More than two years after a King County Superior Court judge dismissed a bisexual attorney’s lawsuit against Seattle’s Union Gospel Mission over its anti-LGBTQ hiring policy, the Washington Supreme Court has reversed the earlier ruling and ordered that the case go back to the lower court.
In 2017, attorney Matt Woods sued the mission, one of the largest homeless shelter and service organizations in the Seattle area, when the nonprofit refused to hire him to its free legal aid clinic after he disclosed he was in a same-sex relationship.
King County Superior Court Judge Karen Donohue dismissed Woods’ suit, agreeing with the mission that, as a religious nonprofit employer, it is exempt from the state’s anti-discrimination law.
The Washington Supreme Court’s decision could impact who makes up the workforce behind homelessness services in Washington state, many of which are carried out by religious nonprofits. The court’s ruling doesn’t strike down the religious employer exemption, but questions whether that exemption applies to a staff attorney at a legal aid clinic — a decision that could potentially open the door to more LGBTQ staffers working in social services at religious nonprofits.
Woods said he was relieved following the Supreme Court’s ruling Thursday.
“To get the affirmation from the court that religious organizations don’t have a right to blanket discriminate against LGBTQ people for who they are no matter what the job is a big relief,” Woods said. “Especially for members of my community that are so much more likely to experience discrimination in the workplace because of their race or gender identity.”
The mission did not immediately provide a comment on the ruling.
Local religious organizations have been undergoing a reckoning in recent years, as same-sex marriage has gained acceptance from the general public and congregation members or staff come out as LGBTQ. Jobs or membership in the organizations are often risked as a result.
In 2014, World Vision, a Federal Way-based, Christian development agency, said it would allow same-sex couples on staff before a backlash pushed the organization to reverse its decision two days later. Four years later, the board president of World Concern, a Christian development agency headquartered in Seattle, was told he would not be invited to serve another term on the board of World Concern or its parent organization, CRISTA Ministries, after he came out as gay.
Woods said his Christian beliefs motivated his choice to work as an attorney serving low-income people. In the original case, he said the mission’s decision violated his rights under the state’s anti-discrimination law, and that the position he applied for had nothing to do with the organization’s religious activities.
The mission argued that staff attorneys at its legal aid clinic, which provides free legal services to help homeless people deal with everything from getting a state I.D. to court fines, were also ministers there to preach the gospel. Religious organizations are exempt from Washington’s anti-discrimination law.
The year before Woods filed his lawsuit, the city of Seattle contracted with the mission to do outreach to help clear The Jungle, the stretch of Interstate 5 greenbelt that has long held homeless encampments.
Several Christian and Jewish organizations and schools filed briefs in support of the mission, with some arguing that measuring a job’s religiosity would be unconstitutional. LGBTQ rights organizations and the American Civil Liberties Union supported Woods’ case.
In the six-justice majority opinion, authored by Justice Barbara Madsen, the court determined that the state’s exemption for religious organizations from Washington’s anti-discrimination employment law remained constitutional. However, the way it was applied to Woods may not have been legal, the court ruled, in that the position Woods applied for may not have been ministerial work protected by the exemption.
It’s now up to King County Superior Court to decide if the staff attorney job qualified as ministerial duties.

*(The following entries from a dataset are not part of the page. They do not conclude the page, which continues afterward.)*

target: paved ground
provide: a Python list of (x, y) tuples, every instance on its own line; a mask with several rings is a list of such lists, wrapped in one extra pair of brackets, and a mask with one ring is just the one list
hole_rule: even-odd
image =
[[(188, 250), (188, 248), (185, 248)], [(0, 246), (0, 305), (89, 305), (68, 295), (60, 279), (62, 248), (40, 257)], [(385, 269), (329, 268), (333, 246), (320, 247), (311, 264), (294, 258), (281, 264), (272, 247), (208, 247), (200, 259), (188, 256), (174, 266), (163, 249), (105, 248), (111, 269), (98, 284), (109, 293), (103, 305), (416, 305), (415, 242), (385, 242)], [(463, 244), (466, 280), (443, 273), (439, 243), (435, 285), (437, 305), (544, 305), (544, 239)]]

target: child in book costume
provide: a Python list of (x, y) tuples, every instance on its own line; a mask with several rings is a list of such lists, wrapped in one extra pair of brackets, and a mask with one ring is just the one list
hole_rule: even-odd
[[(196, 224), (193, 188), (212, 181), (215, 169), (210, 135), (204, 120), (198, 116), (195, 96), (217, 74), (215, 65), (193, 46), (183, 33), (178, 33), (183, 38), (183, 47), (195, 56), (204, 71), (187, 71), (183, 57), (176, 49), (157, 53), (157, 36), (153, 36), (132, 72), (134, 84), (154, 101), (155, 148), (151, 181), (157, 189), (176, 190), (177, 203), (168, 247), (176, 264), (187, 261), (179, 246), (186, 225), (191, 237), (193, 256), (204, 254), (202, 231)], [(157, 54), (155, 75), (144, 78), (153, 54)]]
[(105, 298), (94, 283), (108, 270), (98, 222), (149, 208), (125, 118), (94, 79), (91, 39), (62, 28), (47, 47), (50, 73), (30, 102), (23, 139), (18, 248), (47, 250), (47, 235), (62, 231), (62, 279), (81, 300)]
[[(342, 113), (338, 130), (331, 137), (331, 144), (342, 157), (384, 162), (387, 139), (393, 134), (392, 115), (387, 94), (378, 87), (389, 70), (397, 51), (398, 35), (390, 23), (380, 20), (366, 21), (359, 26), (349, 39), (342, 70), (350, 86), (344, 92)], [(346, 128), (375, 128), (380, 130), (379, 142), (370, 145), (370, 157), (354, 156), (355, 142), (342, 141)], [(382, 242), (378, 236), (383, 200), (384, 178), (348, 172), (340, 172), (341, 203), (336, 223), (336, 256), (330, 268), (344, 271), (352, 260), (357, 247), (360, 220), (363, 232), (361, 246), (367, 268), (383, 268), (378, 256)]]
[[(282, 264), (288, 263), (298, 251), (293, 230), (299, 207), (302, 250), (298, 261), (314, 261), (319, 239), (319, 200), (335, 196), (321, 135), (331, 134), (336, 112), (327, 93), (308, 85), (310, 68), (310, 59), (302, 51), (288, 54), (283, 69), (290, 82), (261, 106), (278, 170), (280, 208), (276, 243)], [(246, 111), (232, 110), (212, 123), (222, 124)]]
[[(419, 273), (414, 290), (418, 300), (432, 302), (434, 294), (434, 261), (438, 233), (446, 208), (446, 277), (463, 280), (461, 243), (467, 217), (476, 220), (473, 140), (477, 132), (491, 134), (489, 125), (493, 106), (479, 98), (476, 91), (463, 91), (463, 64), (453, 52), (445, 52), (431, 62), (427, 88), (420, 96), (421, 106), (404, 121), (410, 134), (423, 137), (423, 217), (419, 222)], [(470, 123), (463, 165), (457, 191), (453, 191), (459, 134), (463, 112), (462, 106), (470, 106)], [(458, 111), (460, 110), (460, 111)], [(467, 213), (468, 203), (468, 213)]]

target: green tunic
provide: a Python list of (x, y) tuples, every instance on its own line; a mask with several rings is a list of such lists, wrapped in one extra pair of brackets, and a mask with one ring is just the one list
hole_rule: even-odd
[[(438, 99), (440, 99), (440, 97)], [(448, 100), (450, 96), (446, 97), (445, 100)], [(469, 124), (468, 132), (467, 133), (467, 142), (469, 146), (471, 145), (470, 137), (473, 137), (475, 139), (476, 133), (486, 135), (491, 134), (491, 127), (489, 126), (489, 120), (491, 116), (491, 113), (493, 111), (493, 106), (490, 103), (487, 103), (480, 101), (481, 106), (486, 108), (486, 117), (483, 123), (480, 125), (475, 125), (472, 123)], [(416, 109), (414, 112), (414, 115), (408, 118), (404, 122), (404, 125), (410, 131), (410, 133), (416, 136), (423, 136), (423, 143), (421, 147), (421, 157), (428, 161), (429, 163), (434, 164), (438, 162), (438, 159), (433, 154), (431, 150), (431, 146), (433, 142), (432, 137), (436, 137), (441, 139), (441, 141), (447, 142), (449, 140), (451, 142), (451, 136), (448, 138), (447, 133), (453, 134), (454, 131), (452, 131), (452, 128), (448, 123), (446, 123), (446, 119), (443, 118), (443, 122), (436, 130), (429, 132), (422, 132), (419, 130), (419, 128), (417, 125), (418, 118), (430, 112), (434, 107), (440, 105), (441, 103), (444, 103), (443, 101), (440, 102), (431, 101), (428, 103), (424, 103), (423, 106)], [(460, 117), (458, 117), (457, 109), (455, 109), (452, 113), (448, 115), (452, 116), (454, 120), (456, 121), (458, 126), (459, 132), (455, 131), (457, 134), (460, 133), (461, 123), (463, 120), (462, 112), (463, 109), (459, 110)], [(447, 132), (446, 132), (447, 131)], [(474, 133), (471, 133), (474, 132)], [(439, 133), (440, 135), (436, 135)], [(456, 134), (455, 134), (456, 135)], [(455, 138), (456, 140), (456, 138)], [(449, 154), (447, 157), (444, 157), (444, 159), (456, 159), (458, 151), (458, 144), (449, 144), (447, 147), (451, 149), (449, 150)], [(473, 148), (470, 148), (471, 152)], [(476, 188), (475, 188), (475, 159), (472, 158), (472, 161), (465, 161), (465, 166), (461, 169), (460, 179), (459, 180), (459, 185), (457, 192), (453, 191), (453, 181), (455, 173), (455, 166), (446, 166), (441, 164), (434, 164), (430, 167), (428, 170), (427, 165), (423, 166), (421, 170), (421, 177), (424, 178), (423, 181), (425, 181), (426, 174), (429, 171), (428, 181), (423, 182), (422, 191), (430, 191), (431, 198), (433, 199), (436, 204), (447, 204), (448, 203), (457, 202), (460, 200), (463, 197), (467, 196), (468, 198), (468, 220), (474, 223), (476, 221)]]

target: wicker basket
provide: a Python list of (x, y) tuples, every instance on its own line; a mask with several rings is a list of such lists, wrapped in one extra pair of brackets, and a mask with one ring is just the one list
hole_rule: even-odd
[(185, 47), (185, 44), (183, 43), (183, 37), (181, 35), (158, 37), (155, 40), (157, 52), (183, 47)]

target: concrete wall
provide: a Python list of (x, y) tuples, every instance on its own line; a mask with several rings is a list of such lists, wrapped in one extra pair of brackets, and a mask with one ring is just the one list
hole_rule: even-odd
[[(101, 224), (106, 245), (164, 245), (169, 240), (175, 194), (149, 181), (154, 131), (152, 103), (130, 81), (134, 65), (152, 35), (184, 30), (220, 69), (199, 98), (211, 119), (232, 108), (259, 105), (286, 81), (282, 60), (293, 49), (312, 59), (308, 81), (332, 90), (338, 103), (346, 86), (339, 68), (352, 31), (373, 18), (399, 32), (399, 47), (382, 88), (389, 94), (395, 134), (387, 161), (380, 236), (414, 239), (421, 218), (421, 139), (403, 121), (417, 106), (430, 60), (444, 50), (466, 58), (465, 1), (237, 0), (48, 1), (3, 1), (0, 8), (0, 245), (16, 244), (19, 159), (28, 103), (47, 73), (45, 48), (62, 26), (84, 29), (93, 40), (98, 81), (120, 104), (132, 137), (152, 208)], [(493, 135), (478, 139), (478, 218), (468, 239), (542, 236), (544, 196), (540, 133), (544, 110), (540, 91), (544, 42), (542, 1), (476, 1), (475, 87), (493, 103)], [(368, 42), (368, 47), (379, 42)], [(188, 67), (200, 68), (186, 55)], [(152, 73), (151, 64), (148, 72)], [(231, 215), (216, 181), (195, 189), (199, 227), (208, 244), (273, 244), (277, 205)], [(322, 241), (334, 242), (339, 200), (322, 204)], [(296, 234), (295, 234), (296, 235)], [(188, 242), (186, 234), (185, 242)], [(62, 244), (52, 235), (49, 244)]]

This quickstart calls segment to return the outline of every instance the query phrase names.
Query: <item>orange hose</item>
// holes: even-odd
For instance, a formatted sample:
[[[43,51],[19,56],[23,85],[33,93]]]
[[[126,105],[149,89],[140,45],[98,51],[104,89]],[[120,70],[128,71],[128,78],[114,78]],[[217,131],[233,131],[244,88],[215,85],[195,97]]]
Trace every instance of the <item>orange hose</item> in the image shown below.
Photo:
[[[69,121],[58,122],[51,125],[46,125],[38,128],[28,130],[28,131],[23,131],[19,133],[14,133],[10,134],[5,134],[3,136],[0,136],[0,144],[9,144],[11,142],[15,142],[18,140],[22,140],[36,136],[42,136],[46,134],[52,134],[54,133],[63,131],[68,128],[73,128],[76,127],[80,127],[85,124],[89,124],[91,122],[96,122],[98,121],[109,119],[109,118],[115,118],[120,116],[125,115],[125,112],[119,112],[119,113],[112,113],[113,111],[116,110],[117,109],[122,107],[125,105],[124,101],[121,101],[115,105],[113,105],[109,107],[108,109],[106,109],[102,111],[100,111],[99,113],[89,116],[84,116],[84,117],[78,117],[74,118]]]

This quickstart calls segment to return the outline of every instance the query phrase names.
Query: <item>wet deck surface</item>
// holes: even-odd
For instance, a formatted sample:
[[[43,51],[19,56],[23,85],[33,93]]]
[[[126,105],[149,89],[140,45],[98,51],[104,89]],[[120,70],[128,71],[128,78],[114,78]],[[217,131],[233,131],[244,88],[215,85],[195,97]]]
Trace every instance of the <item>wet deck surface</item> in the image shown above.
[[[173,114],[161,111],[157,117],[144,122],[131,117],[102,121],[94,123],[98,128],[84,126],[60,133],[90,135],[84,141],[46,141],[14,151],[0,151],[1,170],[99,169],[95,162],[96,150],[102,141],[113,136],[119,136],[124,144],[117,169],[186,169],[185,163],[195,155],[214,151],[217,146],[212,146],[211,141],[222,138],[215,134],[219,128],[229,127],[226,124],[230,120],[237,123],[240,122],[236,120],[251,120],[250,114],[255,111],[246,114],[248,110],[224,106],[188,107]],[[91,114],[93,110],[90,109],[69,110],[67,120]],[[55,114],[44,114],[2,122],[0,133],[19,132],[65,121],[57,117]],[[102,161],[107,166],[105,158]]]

“Whether or not a religious institution is exempted from discrimination will come down to the responsibilities and duties of the position and not on the identities carried by the employee,” said Denise Diskin, attorney for Woods and executive director of the QLaw Foundation. “This decision has made it clear that religious employers do not have the unfettered right to discriminate against a group of people based on their belief systems.”
Woods, who now works as a staff attorney at the Northwest Justice Project specializing in eviction prevention, said he believes it’s important for LGBTQ clients, who disproportionately experience homelessness at higher rates, to see their experiences reflected in the people who work with them.
“I think that that community is so much better served by people doing the work who are representative of the community members themselves,” Woods said.